While shark attacks remain rare, these statistics remind us that, despite all our knowledge and precautions, the sea is still wild. [this is their conclusion]
Okay, so this article is definitely just LLM slop and we should blacklist landfills like “amusing planet dot com” from what’s supposed to be an informative community, right?
Hi there. I understand your perspective on the matter. On the other hand, I don’t consider this community active enough to be too restrictive on content. This place gets an average of one post a day. Op has made comments, indicating they’re an actual human being, and the post has not actually broken any rules.
Considering that this post has brought forth actual discussion, I’m going to leave it up.
You’re welcome to post other content from other preferred sources if you like.

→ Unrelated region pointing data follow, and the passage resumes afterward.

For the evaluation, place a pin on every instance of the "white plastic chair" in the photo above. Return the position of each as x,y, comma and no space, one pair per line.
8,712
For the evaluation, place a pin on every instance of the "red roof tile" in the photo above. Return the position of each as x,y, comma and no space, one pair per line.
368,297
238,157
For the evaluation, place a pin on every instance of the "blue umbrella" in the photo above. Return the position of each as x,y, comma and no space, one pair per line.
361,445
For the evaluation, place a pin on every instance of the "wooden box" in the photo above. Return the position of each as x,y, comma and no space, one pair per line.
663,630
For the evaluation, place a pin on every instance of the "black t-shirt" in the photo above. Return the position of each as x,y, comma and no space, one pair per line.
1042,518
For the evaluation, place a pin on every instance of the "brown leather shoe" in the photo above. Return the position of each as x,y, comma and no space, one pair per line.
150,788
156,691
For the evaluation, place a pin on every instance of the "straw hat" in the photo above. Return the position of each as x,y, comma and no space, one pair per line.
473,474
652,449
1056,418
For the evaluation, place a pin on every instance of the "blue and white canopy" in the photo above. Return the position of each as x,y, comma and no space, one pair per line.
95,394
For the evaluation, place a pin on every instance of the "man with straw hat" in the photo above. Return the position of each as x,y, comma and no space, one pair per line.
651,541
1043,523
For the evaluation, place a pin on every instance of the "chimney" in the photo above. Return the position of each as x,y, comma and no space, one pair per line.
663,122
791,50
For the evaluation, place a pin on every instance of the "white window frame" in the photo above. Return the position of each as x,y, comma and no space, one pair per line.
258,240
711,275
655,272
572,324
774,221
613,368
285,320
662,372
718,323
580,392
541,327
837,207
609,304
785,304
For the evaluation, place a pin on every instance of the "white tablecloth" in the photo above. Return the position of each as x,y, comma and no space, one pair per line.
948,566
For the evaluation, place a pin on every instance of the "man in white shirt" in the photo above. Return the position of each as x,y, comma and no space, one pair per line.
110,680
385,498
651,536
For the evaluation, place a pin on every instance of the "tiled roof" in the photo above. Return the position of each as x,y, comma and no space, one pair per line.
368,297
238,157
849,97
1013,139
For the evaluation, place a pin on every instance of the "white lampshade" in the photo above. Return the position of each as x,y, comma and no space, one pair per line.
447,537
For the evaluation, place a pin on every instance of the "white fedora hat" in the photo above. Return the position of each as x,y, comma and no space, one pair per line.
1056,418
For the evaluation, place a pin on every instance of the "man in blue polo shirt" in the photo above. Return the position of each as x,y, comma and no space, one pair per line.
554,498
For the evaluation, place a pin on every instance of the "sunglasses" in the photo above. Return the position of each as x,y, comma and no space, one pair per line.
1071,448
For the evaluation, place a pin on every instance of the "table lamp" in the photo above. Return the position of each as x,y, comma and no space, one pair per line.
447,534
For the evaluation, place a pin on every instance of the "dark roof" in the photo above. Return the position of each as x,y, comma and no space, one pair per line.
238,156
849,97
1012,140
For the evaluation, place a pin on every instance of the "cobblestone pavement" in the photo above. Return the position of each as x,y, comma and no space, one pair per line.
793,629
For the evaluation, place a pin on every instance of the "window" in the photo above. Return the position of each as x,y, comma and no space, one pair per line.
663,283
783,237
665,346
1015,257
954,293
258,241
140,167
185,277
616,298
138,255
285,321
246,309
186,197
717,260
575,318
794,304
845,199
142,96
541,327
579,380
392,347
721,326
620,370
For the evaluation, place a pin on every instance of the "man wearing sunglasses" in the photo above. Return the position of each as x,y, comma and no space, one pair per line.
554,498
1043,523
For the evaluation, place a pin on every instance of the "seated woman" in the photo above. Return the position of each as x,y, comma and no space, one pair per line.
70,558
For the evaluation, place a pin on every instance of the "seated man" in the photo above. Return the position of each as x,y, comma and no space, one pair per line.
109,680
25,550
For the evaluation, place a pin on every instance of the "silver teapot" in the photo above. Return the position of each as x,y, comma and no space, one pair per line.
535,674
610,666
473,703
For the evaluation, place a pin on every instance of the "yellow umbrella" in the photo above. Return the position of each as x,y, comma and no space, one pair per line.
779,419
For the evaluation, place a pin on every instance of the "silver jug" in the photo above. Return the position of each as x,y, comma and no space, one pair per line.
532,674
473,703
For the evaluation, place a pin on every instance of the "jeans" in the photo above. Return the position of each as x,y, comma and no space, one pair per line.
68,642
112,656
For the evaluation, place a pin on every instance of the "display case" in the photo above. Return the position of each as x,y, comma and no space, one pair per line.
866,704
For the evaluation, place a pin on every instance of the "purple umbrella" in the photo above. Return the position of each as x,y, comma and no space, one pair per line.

Please see this comment. Even in the event this source isn’t LLM-generated, it’s bottom-of-the-barrel garbage; it’s a Blogger “written by” some rando who doesn’t even put in the effort to cite a single source. “Generating a discussion” is exactly the sort of poor, engagement-centric rationale that awful social media companies use to allow and promote dangerous, unsourced crap. I moderate a community for veganism, a cause I deeply believe in and want discussed and thought about. I would remove trash like this even if it were saying everything I wanted to hear and attracting thousands to the community and generating the biggest discussion in recent memory on the basis that I don’t want our community to be a part of this unprecedented era of misinformation where vibes are treated a substitute for critical thinking. I don’t give a single shit about engagement in the communities I moderate if it means platforming uncited, likely LLM-generated swill like this, and I feel like that’s a reasonable expectation to hold other moderators to.
The number of posts per day shouldn’t matter either; if anything, that should make it easier to vet posts like this. If a post can’t meet some reasonable minimum standard of quality, it shouldn’t exist. Lastly, “if you don’t want to see garbage, drown it out with quality” categorically doesn’t work. This is a failed experiment. Literally every platform that allows garbage (see: every major social media platform) devolves into garbage because it’s so, so much easier to create and then unthinkingly post – then the overwhelming majority don’t actually read it to evaluate its quality. If a platform gets big enough on the back of quality posts and isn’t maintained, the quality content inevitably gets outcompeted by slop. It shouldn’t be the user’s job to make sure that better things get posted; it should be the moderator’s to foster an environment where quality actually matters.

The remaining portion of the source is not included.